Sébastien Lecornu, bon négociateur, ne remonte pas dans l’estime de Macron.
Sébastien Lecornu a remis sa démission au président de la République quatorze heures après l’annonce de son gouvernement, devenant ainsi le Premier ministre le plus éphémère de la Ve République. La loi de programmation militaire (LPM) 2024-2030, dont il a négocié l’adoption, se chiffre à une hausse de 40% par rapport à la précédente.

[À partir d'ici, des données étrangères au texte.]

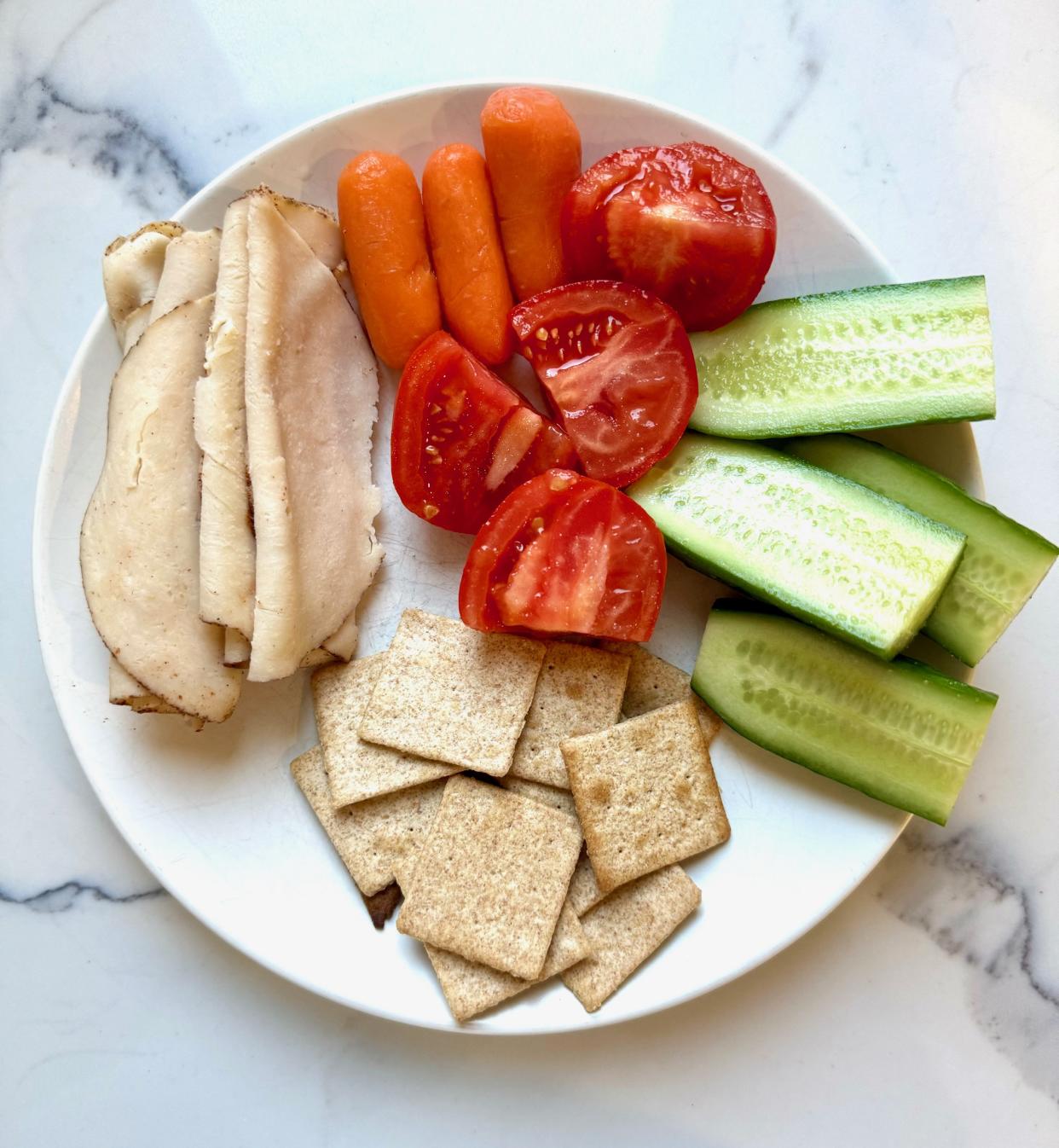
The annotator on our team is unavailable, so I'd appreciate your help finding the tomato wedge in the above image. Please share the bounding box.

Discret et reconnu pour ses talents de négociateur, Sébastien Lecornu, loyal soldat d’Emmanuel Macron, est devenu lundi le Premier ministre le plus éphémère de la Ve République, ayant échoué à consolider sa fragile coalition, ce qui enfonce encore davantage la France dans une impasse politique. Quatorze heures après l’annonce de son gouvernement, Sébastien Lecornu, 39 ans, a remis sa démission au président de la République, qui l’a acceptée.
De tous les gouvernements formés depuis l’élection d’Emmanuel Macron en 2017, ayant été ministre des Armées pendant plus de trois ans, il avait frôlé le poste de Premier ministre l’année dernière. Finalement, il a été nommé début septembre à la tête du gouvernement le plus éphémère depuis la création de la Ve République en 1958 par Charles De Gaulle, fondé précisément pour mettre fin à l’instabilité gouvernementale de l’époque. En succédant à François Bayrou, il avait promis des « ruptures » tant sur la forme que sur le fond, que les oppositions, notamment la droite ces derniers jours, estimaient ne pas constater.
Privé, comme ses prédécesseurs, de majorité à l’Assemblée nationale, Sébastien Lecornu avait assuré vouloir être « plus créatif », « plus sérieux dans la manière de travailler avec (les) oppositions ». Peu bavard, il avait principalement exercé son influence et tenté de négocier en coulisses, notamment avec les socialistes. Si le Parti socialiste (PS) avait salué sa décision de ne pas recourir à l’article 49.3 de la Constitution, permettant d’adopter un texte sans vote, il faisait toujours l’objet de menaces de censure en raison de ses refus concernant plusieurs de leurs demandes.
La nomination de son gouvernement, annoncée dimanche, a été retardée par les exigences des Républicains (LR, droite), son ancienne famille politique qu’il avait quittée pour rejoindre Emmanuel Macron. Les Républicains réclamaient davantage de garanties sur le fond, étant mécontents de la nomination de Bruno Le Maire aux Armées, mentor politique de Sébastien Lecornu, considéré comme responsable des importants dérapages budgétaires des dernières années.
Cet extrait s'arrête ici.